Avoid The No-rip Zone
A single cut down the middle of this plank is all you need to get it through a 13-in. planer. But the resulting grain shift along the glue line will be obvious. A better approach is to make two cuts; one on each side through the straight grain areas. The glue lines will be almost invisible.
The end grain of wide slabs often exhibit an arched grain structure in the middle with angled grain running along the edges. The angled grain is what's known as rift grain. Rift grain produces straight grain on the face whereas the arched middle creates cathedral patterns. It's much easier to hide your cuts in the straight grain edges than through the cathedrals.

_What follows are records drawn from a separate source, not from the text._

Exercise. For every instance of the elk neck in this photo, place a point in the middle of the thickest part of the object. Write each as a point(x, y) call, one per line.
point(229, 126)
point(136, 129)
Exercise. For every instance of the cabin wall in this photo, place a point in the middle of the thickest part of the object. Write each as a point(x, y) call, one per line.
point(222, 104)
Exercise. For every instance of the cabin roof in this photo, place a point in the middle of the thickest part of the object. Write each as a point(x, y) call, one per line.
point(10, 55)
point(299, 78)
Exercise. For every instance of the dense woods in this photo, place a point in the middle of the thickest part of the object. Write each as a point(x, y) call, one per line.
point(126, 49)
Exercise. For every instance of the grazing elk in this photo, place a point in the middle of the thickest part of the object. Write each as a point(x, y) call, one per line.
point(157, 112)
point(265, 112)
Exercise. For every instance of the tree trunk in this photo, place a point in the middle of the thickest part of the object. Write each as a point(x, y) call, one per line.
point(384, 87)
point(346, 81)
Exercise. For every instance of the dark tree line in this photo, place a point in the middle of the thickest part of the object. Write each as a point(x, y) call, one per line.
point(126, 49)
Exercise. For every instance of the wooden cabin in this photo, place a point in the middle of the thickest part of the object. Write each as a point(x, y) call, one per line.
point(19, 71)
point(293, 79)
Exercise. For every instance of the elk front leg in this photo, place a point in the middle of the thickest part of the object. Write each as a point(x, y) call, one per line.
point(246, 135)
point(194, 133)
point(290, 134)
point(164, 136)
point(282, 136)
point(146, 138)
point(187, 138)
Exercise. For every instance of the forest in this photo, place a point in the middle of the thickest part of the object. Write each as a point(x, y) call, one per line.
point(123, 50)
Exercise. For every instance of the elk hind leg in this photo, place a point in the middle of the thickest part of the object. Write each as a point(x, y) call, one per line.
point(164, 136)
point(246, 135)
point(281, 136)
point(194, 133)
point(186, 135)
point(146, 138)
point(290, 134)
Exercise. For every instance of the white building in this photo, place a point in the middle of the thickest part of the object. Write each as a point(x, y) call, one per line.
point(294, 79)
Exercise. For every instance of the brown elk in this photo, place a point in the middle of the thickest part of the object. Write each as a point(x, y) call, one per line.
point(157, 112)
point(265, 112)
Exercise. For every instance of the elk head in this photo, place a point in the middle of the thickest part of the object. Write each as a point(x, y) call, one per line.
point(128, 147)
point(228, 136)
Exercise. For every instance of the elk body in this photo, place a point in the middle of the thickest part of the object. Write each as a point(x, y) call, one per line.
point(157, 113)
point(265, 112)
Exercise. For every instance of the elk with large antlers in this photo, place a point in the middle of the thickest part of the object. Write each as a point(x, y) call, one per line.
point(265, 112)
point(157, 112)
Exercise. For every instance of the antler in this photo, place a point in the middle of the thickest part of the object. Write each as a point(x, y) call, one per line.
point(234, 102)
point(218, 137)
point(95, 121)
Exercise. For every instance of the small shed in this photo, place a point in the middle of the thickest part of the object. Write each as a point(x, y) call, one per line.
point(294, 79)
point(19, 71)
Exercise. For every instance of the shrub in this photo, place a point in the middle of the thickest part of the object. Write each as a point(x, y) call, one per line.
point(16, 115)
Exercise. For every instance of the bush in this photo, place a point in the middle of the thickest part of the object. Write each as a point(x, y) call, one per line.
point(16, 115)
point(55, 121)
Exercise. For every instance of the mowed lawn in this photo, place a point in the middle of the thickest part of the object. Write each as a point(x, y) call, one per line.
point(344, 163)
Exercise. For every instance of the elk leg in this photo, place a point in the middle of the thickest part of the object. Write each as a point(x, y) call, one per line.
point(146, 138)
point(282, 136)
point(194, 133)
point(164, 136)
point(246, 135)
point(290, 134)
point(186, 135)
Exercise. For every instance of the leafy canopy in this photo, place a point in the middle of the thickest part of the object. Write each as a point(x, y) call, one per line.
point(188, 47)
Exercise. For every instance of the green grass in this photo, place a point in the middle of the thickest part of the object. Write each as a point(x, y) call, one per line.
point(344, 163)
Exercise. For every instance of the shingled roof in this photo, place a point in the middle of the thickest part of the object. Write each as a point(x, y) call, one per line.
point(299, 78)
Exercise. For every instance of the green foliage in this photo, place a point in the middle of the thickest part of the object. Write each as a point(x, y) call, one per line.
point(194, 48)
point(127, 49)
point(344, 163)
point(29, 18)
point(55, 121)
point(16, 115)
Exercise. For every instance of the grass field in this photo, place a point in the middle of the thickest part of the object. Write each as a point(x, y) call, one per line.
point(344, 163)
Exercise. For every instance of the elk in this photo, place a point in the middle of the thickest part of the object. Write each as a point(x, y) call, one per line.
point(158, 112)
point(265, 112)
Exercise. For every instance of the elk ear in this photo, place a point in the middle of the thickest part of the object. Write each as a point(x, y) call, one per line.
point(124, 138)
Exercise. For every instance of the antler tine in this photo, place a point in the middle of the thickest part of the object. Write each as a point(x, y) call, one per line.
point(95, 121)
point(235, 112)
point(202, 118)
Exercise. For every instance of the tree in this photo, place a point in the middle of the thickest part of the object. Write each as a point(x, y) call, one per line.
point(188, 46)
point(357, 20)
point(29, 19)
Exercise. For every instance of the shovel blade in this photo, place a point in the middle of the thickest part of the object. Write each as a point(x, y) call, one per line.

Once the board is ripped into narrow strips you can plane it, then seamlessly glue it back together.
Scenario 3: Smooth Tapers
Here's a great way to remove the saw marks from tapered legs. Just run 'em through your planer! Well, first you need to make a tapered bed for the leg to ride on. I use the offcuts from sawing the taper. Depending on the leg design, you may need to glue an extra 1/4" or so to the bottom of the wedge in order to keep the square portion of the leg elevated above your planer table. Attach the wedge to the leg so the taper is up then run it through the planer.
Attach A Wedge
Secure the wedge to the leg with double stick tape.
Shave Off The Saw Marks
Make very light passes to shave off the saw marks. Remove the leg from the wedge. Turn the leg 90-degrees and reattach to the wedge to smooth the other taper. Make sure you feed the material so the cut is “downhill” on the grain, meaning the large end of the taper feeds first.